Friday, February 18, 2011

“My Life In…”

I met up with a good friend the other day, who had just returned from a trip to China. We spoke about the effect that life in China has on foreigners. She described a family of missionaries who have grown arrogant and condescending towards to Chinese people over the course of years spent living in Beijing.

I know what she meant. I’ve seen this effect amongst the diplomat and corporate families of Beijing, as well as the English teacher population, and it’s not pretty. Even exchange students aren’t immune from it (though it’s manifested more as a type of solipsism). I guess it’s a bit like what a colonialist attitude would have been like. Brendan wrote a good post years ago which mentioned that people in Shunyi would describe a trip to inner Beijing as “going to China”.

It got me thinking, how do different countries affect expatriates in different ways (compare China with, say, Italy)? How do different countries draw different types of people? And obviously you can then try to spot similarities within expatriate communities of whichever country you live in.

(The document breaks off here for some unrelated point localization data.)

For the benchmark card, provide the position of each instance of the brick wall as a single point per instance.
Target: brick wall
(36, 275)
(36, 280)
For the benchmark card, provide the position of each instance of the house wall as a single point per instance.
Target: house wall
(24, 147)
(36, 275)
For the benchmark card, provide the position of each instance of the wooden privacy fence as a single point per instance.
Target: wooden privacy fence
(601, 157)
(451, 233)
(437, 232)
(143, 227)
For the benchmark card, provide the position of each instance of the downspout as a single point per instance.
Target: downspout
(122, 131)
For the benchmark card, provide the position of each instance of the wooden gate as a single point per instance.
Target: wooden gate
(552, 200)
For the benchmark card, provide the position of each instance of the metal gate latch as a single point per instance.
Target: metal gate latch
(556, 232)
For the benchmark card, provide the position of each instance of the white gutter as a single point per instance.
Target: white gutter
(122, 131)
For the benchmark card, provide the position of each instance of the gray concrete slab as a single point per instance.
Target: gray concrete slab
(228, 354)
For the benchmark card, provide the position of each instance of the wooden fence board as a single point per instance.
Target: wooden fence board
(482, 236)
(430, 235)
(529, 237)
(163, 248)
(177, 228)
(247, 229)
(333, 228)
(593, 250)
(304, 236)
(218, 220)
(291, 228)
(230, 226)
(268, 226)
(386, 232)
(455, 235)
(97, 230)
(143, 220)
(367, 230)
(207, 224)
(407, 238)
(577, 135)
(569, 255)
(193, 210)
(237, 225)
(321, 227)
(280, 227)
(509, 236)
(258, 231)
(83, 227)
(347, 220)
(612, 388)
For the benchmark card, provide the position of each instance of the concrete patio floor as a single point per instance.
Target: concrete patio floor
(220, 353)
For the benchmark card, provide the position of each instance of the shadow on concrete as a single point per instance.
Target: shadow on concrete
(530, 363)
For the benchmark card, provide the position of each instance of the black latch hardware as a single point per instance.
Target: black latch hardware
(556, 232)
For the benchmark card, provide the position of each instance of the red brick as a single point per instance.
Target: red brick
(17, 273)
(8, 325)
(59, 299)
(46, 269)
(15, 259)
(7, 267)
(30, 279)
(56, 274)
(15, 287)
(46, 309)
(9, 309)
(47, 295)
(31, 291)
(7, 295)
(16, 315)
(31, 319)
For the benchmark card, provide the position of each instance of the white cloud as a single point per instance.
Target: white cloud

What I think happens is that if the expatriate community is sufficiently small, the members start to construct a reality in which they take on roles in some television drama or film. You can often see this in play if you observe the international students at your university cafeteria; the interpersonal dynamics are not real, but modeled and acted out.

In some ways it might be a healthy change from the anomie which affects us when we live in big cities, likely in far larger populations than our brain is equipped to deal with. But it turns ugly when it results in the local population of a country being treated as no more than authentic looking extras in some Hollywood production.